Interdepartmental Program

First Advisor

Rebecca Brown

Abstract

Waste amendments, such as food or yard waste, are abundant potential sources of C for soil organic matter and nutrients for crop production. A number of amendments, like gelatin waste and dehydrated food waste, remain relatively unstudied. For those amendments that have been extensively studied, like biosolids and paper waste, the conclusions about their effects on soil and crops are often conflicting, likely due to the varying experimental conditions. To address this gap in knowledge, I compared six waste amendments and their effects on soil quality and vegetable crop production to a mineral fertilizer control.

In a two-year field trial (2013 and 2014) I compared the effects of paper fiber sludge/chicken manure (PF), biosolids/yard waste co-compost (BS), multi-source compost (MS), yard waste compost (YW), dehydrated food waste (FW), and gelatin waste (GW) against a mineral fertilizer (20-20-20). Three crops were included in the study: sweet corn (Zea mays cv. Applause and Brocade (2013) and Applause and Montauk (2014)), butternut squash (Cucurbita moschata cv. JWS 6823), and potatoes (Solanum tuberosum cv. Eva) for their physiological diversity and importance to the local economy. The experiment was conducted at the University of Rhode Island’s Greene H. Gardiner Crop Science Field Laboratory in Kingston, RI, and was laid out in a randomized block design (n=4). Waste amendments were applied to supply 10,000 kg C/ha over two seasons.

Amendments were analyzed for pH, electrical conductivity (EC), total C, N and P content, organic matter (OM) content, moisture, density and heavy metals. Amendment effects on soil quality were assessed based on soil OM levels, bulk density, pH, and moisture. Soil samples were also tested for EC and heavy metals, two of the potential limiting factors for the use of waste amendments. Levels of inorganic N and potentially mineralizable N (PMN) were used to assess effects on soil fertility.

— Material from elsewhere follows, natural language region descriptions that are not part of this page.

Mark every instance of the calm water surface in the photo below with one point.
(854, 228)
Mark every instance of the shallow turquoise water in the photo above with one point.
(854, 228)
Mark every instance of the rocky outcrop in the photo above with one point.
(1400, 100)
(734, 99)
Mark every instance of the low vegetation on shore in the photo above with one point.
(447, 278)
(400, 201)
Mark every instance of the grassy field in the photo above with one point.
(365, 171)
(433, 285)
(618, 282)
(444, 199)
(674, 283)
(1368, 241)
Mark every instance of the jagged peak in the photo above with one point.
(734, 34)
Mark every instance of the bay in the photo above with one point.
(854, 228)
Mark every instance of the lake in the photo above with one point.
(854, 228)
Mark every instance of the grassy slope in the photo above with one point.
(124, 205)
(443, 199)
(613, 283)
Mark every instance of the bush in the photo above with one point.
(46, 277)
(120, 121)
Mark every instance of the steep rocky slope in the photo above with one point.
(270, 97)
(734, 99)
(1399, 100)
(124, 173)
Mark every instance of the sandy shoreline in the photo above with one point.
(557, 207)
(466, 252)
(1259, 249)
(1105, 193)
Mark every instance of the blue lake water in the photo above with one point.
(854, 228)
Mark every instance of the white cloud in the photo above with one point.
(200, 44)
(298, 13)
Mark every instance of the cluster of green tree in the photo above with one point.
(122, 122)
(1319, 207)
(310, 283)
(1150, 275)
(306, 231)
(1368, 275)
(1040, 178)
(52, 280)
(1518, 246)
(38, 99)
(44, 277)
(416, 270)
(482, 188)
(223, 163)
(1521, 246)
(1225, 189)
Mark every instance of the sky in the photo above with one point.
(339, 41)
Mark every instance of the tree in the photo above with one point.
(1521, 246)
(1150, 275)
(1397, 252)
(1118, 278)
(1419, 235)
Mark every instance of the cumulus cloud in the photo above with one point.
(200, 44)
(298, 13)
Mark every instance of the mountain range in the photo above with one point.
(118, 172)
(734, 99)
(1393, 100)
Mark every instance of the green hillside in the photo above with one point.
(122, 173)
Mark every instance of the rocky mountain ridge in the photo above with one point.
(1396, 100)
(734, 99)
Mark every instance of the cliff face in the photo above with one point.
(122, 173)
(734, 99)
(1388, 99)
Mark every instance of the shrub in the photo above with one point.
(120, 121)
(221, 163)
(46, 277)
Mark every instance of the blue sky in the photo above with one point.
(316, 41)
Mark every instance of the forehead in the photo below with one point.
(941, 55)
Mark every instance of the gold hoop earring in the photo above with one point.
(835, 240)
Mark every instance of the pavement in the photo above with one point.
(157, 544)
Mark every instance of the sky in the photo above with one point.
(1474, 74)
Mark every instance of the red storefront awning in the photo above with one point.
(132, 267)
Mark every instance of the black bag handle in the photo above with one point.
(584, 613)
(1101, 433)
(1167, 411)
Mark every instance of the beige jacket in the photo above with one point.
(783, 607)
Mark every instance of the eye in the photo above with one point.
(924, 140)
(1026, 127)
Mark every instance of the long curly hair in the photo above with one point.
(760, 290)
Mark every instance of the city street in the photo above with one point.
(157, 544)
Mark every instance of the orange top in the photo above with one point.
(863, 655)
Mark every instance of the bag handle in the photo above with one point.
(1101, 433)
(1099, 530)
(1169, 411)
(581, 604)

Crop quality was assessed based on emergence and early growth, nutrient and heavy metal concentrations of tissue samples, and yield quantity and quality.

Waste amendment properties, including pH, moisture, density, and OM content, varied between wastes, and year-to-year for the same waste, however none had problematically high EC or heavy metal levels. The nutrient (N, P, K) density of amendments was generally low, although GW contained considerable amounts of both N and P. Unique characteristics, like the presence of seashells in MS, affect estimates of carbon inputs and effects on soil pH, and are therefore important to note.

Amendments did not significantly alter soil moisture or heavy metal concentrations, or increase EC to potentially problematic levels. Only MS significantly increased pH compared to the control, likely due to the presence of CaCO3 from seashells. Only FW produced a significant decrease in bulk density, compared to the control. Amendment with YW and BS significantly increased OM compared to the control, although effects were not consistent across crops.

The organic N in waste amendments must be converted to inorganic forms to be plant-available. Waste amendment application was not a reliable way to increase late season inorganic N, or potentially mineralizable N (PMN), a measure of the organic N mineralized to inorganic forms, in comparison to the control. Although PF was the only amendment with a C:N ratio above 25:1, the threshold above which N immobilization is likely; inorganic N levels in plots amended with PF were not always significantly lower than the control.

Potatoes from plots amended with PF had significantly lower emergence (2014) and were significantly shorter (2013 and 2014) compared to the control, indicating inhibition of early growth, although the same was not observed for corn or squash. Nutrient levels in plant tissue varied among treatment, but not consistently with application rates. Tissue levels of N, P, Ca, Mg, Mo, Cu, and Fe were all adequate for plant growth although concentrations of K, Mn, B, and Zn were deficient for some or all crops and treatments. There were no significant differences in corn cob tissue heavy metal levels among treatments (2014), indicating that short-term application of waste amendments does not increase corn ear heavy metal concentrations. Gelatin waste, BS, and FW produced yields comparable to the control for all crops. While YW, PF, and MS underperformed the control for corn and/or squash production, they performed as well as the control for potatoes. Paper fiber/chicken manure enhanced potato quality significantly in 2014.

All waste amendments studied showed promise as effective replacements for mineral fertilizers, although not consistently for all crops. Although benefits to soil quality from application of waste amendments were limited, their application did not appear to be harmful or contribute problematic levels of salinity or heavy metals. Lastly, some waste amendments provided unique benefits such as increasing pH (MS) or improving potato quality (PF).